Musk was once the actual inspiration for the cinematic Iron Man: He was believed by many to be a superhero capable of creating electric cars, sending rockets to Mars, and delivering the future to all of us. Now he’s the thrashing, bullheaded avatar of Big Tech in the 2020s: unfathomably rich and powerful but also lodged in the mud, amplifying toxicity and discord, and at distinct risk of entering a sustained decline.

Or take Elizabeth Holmes, whose unicorn start-up Theranos was once a darling of Silicon Valley, and who was sentenced in November to more than 11 years in prison for defrauding investors about her company’s technology, which never worked. Or Sam Bankman-Fried, the erstwhile crypto wunderkind and champion of effective altruists who was embraced by the Democratic Party, and who promised to help usher in the age of cryptocurrency with his exchange, FTX, and to work to improve the lives of future humans everywhere. He ends the year bankrupt, out on bond, and accused of multiple counts of fraud. Customers may never get back the money they entrusted to Bankman-Fried’s collapsed exchange. So perhaps it’s not just Big Tech but the very model that engendered it—in which a visionary is entrusted with millions to invent the future, with scant oversight—that has hit a wall.

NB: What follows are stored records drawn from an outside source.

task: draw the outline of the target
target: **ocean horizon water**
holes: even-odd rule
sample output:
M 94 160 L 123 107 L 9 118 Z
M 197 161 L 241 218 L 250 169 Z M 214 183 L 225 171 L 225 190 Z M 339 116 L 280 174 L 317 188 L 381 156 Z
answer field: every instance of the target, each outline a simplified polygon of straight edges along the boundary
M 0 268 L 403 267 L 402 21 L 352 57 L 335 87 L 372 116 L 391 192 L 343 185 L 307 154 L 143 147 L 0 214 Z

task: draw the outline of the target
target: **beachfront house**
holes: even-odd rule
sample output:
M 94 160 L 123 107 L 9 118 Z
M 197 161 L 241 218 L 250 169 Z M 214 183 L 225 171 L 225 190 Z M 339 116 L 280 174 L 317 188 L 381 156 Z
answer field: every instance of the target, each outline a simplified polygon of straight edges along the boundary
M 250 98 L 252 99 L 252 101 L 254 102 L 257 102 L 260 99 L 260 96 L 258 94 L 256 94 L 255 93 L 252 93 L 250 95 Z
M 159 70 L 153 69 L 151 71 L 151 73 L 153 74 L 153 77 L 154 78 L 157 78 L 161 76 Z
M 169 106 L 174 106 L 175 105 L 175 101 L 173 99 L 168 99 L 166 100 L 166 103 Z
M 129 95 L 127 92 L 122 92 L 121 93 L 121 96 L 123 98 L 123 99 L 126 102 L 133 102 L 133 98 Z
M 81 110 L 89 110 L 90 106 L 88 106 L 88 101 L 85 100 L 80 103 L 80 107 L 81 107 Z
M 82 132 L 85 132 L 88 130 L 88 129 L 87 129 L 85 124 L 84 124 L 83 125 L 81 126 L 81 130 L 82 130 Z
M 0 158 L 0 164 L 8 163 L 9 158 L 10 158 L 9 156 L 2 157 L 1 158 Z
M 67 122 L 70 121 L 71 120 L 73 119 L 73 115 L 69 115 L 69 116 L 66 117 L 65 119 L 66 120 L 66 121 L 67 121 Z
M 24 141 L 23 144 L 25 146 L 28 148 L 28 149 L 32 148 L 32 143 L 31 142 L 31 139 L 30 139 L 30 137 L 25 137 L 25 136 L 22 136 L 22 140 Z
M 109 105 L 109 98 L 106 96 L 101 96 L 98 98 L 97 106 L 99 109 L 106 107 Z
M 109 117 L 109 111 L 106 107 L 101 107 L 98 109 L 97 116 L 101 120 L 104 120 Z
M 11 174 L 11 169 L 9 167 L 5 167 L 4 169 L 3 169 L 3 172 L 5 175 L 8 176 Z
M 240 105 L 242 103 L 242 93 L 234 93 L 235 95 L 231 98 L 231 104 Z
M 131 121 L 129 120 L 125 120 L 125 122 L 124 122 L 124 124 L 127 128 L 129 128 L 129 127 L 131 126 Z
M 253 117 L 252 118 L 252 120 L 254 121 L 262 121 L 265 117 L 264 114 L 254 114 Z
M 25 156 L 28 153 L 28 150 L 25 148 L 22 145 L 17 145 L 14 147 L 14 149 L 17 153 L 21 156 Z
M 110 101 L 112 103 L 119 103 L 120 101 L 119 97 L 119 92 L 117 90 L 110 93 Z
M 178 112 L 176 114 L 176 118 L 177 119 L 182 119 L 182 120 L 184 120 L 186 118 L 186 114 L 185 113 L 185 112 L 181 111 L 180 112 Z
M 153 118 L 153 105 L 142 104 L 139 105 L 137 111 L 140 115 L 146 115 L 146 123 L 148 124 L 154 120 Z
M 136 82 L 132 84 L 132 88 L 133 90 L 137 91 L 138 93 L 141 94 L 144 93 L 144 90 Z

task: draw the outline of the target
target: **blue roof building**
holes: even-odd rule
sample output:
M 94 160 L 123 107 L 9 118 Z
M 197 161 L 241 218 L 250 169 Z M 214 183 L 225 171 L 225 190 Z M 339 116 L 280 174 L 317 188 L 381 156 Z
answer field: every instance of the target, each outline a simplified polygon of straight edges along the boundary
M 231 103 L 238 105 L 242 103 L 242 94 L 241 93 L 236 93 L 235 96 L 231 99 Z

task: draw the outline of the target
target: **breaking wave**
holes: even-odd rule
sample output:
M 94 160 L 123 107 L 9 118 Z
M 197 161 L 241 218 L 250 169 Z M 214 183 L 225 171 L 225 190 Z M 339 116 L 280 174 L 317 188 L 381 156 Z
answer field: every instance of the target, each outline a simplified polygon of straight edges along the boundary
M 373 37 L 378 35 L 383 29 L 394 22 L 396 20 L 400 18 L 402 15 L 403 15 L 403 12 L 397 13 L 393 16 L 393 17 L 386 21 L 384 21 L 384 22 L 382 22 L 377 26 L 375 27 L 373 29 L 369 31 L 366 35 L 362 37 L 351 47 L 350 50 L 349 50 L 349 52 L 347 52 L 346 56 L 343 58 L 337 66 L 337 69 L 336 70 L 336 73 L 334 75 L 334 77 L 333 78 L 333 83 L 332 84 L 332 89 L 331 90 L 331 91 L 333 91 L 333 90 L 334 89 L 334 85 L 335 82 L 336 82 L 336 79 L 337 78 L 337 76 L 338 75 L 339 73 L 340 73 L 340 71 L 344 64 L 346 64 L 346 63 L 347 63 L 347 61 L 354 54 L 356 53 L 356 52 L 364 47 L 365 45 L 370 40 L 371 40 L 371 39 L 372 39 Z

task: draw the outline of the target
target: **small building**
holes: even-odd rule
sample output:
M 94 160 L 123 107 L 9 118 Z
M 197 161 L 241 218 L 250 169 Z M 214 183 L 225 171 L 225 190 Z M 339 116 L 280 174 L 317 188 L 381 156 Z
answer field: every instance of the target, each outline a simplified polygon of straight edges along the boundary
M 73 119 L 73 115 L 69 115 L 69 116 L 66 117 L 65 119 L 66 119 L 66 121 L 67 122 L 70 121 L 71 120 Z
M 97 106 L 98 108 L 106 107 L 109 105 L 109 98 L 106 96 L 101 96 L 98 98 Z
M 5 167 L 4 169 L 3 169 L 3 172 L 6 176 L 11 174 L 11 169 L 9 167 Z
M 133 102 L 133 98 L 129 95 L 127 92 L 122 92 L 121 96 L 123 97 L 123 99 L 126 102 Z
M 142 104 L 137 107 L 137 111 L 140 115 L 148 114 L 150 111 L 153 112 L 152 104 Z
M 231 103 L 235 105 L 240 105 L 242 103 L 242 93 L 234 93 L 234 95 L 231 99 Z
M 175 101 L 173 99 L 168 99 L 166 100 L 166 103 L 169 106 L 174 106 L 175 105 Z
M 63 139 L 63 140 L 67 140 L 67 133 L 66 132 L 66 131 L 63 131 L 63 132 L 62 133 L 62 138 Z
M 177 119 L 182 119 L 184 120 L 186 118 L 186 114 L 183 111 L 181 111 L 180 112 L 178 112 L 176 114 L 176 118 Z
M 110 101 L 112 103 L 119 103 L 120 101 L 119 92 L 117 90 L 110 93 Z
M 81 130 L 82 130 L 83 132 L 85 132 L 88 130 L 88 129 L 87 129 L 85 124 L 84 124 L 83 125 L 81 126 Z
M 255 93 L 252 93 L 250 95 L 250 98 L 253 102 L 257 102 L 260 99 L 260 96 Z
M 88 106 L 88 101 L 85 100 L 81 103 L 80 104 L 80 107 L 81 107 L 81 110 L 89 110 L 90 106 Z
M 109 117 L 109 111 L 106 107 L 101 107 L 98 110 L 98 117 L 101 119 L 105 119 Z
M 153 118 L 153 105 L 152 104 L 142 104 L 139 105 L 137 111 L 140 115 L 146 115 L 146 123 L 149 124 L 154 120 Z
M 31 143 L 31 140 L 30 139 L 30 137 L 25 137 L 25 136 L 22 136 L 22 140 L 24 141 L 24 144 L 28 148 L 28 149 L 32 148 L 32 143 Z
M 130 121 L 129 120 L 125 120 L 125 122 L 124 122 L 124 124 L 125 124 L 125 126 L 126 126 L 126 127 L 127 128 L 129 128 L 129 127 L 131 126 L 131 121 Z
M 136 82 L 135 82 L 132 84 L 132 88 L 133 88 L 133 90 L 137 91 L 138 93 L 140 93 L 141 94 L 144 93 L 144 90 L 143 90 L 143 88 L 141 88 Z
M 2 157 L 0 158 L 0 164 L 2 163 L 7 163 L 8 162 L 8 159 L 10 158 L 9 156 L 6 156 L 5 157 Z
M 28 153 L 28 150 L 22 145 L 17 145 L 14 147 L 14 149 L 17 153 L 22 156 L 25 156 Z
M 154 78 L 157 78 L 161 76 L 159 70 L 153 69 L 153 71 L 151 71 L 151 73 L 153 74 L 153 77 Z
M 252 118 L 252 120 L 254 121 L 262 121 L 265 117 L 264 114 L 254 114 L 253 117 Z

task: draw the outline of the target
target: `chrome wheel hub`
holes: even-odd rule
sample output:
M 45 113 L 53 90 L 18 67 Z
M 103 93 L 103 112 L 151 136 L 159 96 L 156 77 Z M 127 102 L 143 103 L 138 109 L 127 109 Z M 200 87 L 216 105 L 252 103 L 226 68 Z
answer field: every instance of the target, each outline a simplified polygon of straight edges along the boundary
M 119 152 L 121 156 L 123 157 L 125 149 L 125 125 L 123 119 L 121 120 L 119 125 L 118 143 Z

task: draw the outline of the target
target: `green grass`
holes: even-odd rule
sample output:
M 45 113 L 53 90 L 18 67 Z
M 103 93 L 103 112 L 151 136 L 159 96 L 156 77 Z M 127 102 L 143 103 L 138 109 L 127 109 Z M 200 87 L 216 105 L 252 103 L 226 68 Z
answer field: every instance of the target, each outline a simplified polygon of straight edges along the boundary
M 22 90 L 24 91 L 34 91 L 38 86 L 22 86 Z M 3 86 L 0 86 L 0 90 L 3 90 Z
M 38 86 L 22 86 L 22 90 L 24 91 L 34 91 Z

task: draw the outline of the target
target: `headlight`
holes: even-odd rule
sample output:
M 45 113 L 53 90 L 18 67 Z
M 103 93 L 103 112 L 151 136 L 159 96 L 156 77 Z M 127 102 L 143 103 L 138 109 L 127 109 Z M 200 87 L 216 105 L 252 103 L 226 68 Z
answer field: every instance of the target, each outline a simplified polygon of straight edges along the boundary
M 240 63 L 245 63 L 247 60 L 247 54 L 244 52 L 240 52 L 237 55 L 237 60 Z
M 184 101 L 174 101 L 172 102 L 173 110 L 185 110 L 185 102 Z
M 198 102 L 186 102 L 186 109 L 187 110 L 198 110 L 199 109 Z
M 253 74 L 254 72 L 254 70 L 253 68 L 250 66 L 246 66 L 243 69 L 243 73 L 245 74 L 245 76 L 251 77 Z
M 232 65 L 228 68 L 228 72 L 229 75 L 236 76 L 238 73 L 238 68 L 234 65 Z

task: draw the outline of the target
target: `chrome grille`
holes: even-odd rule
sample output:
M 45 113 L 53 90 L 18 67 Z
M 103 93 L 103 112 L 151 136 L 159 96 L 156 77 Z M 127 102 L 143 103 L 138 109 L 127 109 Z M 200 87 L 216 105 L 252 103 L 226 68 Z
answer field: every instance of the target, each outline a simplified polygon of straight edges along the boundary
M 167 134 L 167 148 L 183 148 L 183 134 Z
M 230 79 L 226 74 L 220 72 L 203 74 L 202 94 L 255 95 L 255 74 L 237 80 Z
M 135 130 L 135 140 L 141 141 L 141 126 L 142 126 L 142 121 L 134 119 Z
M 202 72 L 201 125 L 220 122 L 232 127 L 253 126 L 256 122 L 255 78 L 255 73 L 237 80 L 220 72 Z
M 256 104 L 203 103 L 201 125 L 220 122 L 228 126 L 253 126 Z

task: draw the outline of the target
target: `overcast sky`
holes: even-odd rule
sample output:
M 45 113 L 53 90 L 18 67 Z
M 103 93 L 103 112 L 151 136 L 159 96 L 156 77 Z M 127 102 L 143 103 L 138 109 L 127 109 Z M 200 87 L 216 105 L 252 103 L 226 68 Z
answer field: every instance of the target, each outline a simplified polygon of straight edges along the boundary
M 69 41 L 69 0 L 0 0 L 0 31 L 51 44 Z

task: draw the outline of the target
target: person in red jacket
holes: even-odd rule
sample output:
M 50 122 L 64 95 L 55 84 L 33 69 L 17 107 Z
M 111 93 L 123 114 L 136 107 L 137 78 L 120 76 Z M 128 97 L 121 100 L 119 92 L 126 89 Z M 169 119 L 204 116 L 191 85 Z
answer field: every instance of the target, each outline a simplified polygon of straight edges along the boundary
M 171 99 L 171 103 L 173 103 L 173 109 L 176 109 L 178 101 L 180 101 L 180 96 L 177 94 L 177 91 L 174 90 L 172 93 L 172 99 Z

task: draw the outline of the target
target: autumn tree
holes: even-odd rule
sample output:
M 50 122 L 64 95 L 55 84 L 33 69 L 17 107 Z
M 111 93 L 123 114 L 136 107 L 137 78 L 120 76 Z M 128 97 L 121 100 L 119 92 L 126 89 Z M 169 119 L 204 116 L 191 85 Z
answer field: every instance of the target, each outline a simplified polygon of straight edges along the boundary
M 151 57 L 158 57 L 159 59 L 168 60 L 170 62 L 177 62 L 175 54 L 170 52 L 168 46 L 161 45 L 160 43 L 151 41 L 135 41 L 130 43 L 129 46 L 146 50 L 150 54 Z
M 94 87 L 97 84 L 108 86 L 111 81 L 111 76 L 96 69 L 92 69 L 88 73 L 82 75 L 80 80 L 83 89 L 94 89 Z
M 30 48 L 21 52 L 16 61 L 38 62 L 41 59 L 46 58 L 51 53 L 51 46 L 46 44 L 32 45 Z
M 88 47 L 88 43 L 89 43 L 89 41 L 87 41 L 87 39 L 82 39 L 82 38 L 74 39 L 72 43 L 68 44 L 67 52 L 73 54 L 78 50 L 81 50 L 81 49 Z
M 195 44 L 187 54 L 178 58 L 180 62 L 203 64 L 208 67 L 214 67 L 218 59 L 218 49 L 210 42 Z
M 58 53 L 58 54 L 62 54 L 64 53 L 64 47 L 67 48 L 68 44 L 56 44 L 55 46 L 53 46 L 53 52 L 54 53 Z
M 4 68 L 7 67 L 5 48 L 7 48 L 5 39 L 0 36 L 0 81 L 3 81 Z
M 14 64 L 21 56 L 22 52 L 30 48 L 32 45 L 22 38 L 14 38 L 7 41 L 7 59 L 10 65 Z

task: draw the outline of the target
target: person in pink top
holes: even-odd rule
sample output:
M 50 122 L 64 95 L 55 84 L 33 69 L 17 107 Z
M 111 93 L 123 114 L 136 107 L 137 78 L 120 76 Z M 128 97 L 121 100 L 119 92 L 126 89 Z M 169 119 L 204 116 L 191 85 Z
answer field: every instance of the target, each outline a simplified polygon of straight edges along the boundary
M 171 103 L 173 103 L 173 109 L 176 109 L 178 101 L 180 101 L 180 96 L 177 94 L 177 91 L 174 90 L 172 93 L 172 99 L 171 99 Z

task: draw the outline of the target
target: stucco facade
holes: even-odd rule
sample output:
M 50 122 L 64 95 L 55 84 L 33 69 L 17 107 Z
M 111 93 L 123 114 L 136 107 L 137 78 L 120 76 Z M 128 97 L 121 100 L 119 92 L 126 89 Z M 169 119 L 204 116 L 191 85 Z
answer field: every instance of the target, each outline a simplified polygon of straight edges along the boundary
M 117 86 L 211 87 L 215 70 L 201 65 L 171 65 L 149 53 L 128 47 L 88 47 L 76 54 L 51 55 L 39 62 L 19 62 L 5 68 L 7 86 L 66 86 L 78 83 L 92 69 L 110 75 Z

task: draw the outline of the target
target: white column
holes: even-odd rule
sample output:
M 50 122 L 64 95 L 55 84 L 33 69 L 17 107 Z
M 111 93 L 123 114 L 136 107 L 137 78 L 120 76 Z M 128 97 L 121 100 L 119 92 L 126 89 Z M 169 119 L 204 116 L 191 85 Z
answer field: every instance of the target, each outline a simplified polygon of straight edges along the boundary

There’s an air of irony that, as we close out the year, the latest buzzing industry trend is automated image and text generation. Tools such as OpenAI’s DALL-E and ChatGPT use huge neural networks to try to assemble new-looking products from massive expanses of old data that has been vacuumed up from the internet as Big Tech has made and managed it—images, articles, and posts created in service of feeding the platform incentives of the Web 2.0 monopolies.

It’s telling to see who is most excited about these tools: founders and investors. Some of the images have gone viral, but there’s already an accompanying weariness and plenty of pushback from working artists and illustrators. And no matter how wondrous, it’s seemingly only a matter of time before these platforms get bought or cloned by the giants, or turned into some onerous subscription-fee service that will steamroll the human creators of the source material. This is Silicon Valley again making a show of preparing to devour its own tail.

Somewhere in here, Big Tech’s AI generators seem to be insisting, amid the last internet we spoiled, that there has to be something new. Something we can use. They shouldn’t be so certain.

This article has been updated to reflect that Sam Bankman-Fried has been released from federal custody on bond.